As mentioned in (1), lexer is used as a tool to cut SQL strings and convert statements into a tokens array.
Parser completes the post-order part of SQL parsing: Use a lexer object as a tool to cut out tokens, parse the semantics, and bind the relevant system interface.
Here, we should first review the SQL syntax supported by simpledb, which affects the method it uses when parsing strings.
<Query> := SELECT <SelectList> FROM <TableList> [ WHERE <Predicate> ]
<SelectList> := <Field> [ , <SelectList> ]
<TableList> := TableName [ , <TableList> ]
<Predicate> := <Term> [ AND <Predicate> ]
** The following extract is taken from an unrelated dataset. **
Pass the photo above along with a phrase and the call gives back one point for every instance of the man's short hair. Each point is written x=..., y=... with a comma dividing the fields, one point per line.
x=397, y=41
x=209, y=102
<Term> := <Expression> = <Expression>
<Expression> := <Field> | <Constant>
<Field> := FieldName
<Constant> := String | Integer
<Modify> := <Insert> | <Delete> | <Update>
<Insert> := INSERT INTO TableName ( <FieldList> ) VALUES ( <ConstList> )
<FieldList> := <Field> [ , <FieldList> ]
<ConstList> := <Constant> [ , <Constant> ]
<Delete> := DELETE FROM TableName [ WHERE <Predicate> ]
<Update> := UPDATE TableName SET <Field> = <Expression> [ WHERE <Predicate> ]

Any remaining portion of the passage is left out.